[23] Nilam

21.1K 3.1K 788
                                    

Aku sebenarnya tidak mengerti dengan sikap Mas Rey belakangan ini. Setelah membiarkanku pulang dari rumah Farah seorang diri, sekarang lelaki itu terus mengabaikanku. Tidak mau menemuiku, menghindariku, dan tidak menghubungiku. Salahku juga, tidak berinisiatif untuk menghubunginya lebih dulu karena kelewat kecewa dengan perubahan sikapnya tersebut. Bukankah kesabaran seseorang selalu ada batasnya?

Oleh karena itu aku juga memilih diam, memberi Mas Rey ruang untuk berpikir. Sayangnya, keputusanku tidak tepat. Karena sampai hari kelima, Mas Rey masih tidak menghubungiku. Dampaknya, perkembangan persiapan pernikahan kami menjadi terhambat.

Tidak tahan dengan situasi semacam ini, aku akhirnya mengalah. Membiarkan diriku datang ke tempat kerja Mas Rey dan menghadapi resepsionis bernama Alivia yang sama sekali tidak menunjukkan wajah ramah padaku.

"Pak Reyza ada di tempat?" tanyaku pada Alivia.

"Tidak ada," jawabnya—masih tanpa senyum. Ah, aku sangat berharap Kak Dito bisa menyelamatkanku dari Alivia seperti terakhir kali. Karena sungguh, aku malas sekali berurusan dengan Alivia saat ini. Urusanku dengan Mas Rey saja sudah cukup memusingkan, aku tidak kuat jika harus menambah masalah dengan si Alivia ini.

"Bisa tolong dicek dulu?" tanyaku, lebih tepat disebut meminta tolong.

"Kalau mau cek, bisa telepon ponselnya. Anda calon istrinya, bukan?" Sindiran Alivia tepat menikap dadaku.
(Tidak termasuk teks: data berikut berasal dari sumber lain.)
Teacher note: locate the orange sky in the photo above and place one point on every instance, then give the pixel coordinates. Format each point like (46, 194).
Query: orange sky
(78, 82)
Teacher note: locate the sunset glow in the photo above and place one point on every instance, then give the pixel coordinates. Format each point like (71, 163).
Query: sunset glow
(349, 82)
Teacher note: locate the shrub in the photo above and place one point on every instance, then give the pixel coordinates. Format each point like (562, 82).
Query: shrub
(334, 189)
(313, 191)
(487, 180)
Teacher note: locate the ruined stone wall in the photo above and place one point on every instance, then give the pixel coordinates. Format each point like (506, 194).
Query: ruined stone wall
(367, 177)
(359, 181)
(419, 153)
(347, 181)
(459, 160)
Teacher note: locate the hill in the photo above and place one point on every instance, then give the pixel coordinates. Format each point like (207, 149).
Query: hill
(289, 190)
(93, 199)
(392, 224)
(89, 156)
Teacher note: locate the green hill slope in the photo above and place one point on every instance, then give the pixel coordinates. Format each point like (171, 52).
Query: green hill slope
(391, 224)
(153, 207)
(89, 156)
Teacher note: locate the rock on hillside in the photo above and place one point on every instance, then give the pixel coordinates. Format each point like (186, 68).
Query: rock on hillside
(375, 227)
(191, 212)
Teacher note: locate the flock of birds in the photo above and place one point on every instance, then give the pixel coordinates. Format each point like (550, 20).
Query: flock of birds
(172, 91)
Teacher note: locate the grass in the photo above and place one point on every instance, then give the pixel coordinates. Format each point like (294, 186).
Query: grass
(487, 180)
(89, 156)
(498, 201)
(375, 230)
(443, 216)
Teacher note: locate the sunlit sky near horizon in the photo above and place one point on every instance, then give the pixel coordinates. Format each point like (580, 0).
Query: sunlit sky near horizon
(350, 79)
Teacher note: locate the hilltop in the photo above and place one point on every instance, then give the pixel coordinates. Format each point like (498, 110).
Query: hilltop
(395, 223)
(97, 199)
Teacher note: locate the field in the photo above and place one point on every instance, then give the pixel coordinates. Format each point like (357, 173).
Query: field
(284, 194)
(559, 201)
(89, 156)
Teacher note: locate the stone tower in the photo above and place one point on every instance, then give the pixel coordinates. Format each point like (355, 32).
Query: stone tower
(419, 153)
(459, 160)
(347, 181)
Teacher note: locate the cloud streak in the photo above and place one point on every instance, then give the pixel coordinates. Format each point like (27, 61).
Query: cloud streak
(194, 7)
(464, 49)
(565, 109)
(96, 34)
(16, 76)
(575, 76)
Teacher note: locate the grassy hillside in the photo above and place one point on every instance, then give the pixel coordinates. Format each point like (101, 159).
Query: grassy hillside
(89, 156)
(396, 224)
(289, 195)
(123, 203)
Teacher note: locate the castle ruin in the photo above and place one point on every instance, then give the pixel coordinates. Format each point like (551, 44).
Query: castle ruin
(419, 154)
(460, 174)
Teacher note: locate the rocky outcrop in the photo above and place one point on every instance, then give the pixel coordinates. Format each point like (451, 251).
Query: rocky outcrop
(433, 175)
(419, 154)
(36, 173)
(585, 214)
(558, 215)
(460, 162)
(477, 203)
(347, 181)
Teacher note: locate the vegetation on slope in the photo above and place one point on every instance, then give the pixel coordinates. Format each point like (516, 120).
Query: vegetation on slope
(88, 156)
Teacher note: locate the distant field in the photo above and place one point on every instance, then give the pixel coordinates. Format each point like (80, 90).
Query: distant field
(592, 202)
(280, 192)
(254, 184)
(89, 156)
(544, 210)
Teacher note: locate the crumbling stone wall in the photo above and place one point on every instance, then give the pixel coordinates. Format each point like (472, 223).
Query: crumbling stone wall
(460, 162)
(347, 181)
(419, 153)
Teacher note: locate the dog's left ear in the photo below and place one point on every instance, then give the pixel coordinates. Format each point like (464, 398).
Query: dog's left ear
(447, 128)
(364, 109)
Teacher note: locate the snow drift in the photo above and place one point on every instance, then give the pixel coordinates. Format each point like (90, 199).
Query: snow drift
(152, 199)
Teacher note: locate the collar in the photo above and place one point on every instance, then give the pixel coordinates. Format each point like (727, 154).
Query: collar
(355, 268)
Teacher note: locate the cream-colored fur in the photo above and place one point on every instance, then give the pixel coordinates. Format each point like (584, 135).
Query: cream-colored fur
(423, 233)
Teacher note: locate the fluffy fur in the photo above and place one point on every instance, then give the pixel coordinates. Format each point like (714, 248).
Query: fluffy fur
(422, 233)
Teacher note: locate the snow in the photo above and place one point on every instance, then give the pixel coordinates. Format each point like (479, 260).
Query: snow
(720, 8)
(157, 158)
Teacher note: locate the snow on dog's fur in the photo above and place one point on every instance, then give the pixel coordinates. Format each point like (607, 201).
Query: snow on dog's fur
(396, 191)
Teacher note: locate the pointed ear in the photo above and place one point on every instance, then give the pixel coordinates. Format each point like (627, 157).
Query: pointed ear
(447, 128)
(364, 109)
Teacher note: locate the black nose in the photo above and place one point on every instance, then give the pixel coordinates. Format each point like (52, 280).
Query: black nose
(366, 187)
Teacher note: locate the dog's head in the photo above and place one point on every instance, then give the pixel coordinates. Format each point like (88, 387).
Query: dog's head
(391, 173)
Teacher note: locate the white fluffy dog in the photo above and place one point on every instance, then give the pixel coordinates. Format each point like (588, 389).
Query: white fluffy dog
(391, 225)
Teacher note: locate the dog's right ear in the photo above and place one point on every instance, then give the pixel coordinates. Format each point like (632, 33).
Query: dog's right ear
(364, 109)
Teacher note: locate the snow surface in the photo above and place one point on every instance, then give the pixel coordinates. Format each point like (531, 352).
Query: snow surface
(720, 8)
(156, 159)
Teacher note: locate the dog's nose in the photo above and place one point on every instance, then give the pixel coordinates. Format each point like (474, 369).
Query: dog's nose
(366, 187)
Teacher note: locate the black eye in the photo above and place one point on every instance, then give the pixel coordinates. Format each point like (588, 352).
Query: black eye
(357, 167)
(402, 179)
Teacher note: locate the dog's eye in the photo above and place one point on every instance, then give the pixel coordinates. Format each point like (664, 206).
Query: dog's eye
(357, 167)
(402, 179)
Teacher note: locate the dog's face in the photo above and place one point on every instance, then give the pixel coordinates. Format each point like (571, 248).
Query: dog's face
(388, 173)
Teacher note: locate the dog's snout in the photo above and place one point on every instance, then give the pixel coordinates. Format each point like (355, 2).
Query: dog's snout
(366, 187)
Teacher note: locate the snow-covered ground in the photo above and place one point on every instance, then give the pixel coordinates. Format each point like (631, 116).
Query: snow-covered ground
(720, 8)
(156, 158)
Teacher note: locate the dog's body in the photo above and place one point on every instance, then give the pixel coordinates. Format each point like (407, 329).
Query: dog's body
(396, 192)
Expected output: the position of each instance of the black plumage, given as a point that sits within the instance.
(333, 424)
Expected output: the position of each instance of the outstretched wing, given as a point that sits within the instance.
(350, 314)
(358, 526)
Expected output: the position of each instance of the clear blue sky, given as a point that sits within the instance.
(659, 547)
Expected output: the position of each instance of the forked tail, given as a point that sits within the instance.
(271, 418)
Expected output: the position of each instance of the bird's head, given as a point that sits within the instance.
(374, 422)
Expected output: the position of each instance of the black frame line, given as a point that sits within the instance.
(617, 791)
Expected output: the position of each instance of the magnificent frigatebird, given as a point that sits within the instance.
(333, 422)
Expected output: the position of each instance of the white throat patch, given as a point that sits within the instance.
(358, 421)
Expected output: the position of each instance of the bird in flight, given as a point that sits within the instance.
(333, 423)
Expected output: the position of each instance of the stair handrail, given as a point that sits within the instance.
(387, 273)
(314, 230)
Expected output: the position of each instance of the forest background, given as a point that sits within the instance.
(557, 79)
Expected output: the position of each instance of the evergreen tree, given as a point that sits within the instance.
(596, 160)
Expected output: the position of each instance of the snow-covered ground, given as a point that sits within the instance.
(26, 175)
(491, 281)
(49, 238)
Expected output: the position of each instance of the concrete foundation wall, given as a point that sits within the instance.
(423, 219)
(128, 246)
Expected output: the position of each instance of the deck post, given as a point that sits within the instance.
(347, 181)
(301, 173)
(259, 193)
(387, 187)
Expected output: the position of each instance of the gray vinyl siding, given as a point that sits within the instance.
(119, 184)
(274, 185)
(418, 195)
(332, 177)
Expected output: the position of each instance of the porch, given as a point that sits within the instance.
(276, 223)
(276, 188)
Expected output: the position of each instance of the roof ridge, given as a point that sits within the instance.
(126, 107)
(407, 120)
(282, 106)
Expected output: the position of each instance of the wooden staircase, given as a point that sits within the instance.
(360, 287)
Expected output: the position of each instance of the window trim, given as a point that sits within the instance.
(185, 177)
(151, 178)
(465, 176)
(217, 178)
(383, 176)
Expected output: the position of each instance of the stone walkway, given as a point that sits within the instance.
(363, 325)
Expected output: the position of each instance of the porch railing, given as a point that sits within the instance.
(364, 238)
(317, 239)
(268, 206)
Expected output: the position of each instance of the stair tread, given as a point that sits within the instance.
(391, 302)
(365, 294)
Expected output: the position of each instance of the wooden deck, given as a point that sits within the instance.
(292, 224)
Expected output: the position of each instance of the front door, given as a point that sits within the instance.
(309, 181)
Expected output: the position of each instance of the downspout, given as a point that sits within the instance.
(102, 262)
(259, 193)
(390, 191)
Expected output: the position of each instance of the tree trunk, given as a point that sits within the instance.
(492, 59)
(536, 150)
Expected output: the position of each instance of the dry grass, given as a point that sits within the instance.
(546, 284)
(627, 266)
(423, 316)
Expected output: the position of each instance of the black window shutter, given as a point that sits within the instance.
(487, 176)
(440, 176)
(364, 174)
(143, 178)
Yah, andai Mas Rey tidak dalam masa menghindariku, bisa saja aku meneleponnya dan memintanya menemuiku di lobi kantornya.

Aku baru saja akan berbalik dan menyerah, saat suara gelak tawa terdengar mendekat. Alis Alivia terangkat. Dengan dagunya dia menunjuk pintu masuk. "Itu Reyza," katanya.

Benar saja. Mas Rey memang terlihat tidak jauh dari pintu masuk. Namun, dia kelihatan tidak menyadari kehadiranku. Terlaku fokus berkelakar dengan perempuan berambut cokelat yang sekarang tengah tertawa sembari memukuli lengannya.

Aku mengenali perempuan itu. Tidak hanya mengetahui namanya saja, tetapi aku tahu pasti status perempuan itu bagi Mas Rey. Perempuan itu adalah Rena, mantan kekasih Mas Rey. Yang dibilang Mas Rey tidak ada hubungan apa pun selain rekan kerja. Lalu ini apa? Aku pikir mereka tidak lagi dekat. Apa mereka sudah melupakan masa lalu dan  mulai berteman?

"Eh, Rey ...." Rena menyadari keberadaanku lebih dulu. Ia mengulum bibir sembari menunjuk diriku dengan dagunya.

"Ni—lam?"

Kedua bola mata Mas Rey melebar. Aku membayangkan bagaimana seharusnya sikap Mas Rey saat mendapat kunjungan dariku. Biasanya dia akan langsung tersenyum atau berhambur memelukku ketika ada kesempatan. Akan tetapi, kali ini berbeda. Senyumnya tersungging begitu kaku. Sama seperti saat pertama kali aku memergoki Mas Rey makan berdua dengan mantan kekasihnya itu.

Menarik napas dalam, aku berinisiatif lebih dulu mendekat ke arah mereka. Aku terlampau fokus dengan keduanya, sampai tidak menyadari bahwa ada orang lain yang turut menghentikan langkah dan ikut menatapku dengan raut kebingungan. Yah, setidaknya kecemburuan mau pun segara pikiran negatifku pudar perlahan. Mas Rey dan Rena tidak benar-benar berdua saja.

"Hai, Mas. Baru dari luar?" tanyaku pada Mas Rey yang masih diam saja. Yang dia lakukan sejak tadi hanya menatapku sembari berkedip sesekali.

"I—iya," jawab Mas Rey setelah disikut lebih dulu oleh Rena. Astaga, harus ada adegan sikut-sikutan segala? Aku dianggap apa? "Kamu kok ada di sini?"

"Mau ngajak makan siang," aku melirik jam tangan sebentar, "kebetulan udah jam istirahat, kan?"

Mas Rey mengangguk. Namun, tidak segera menanggapi ajakanku. Ia malah menatap Rena beserta beberapa orang yang berjalan bersama mereka tadi.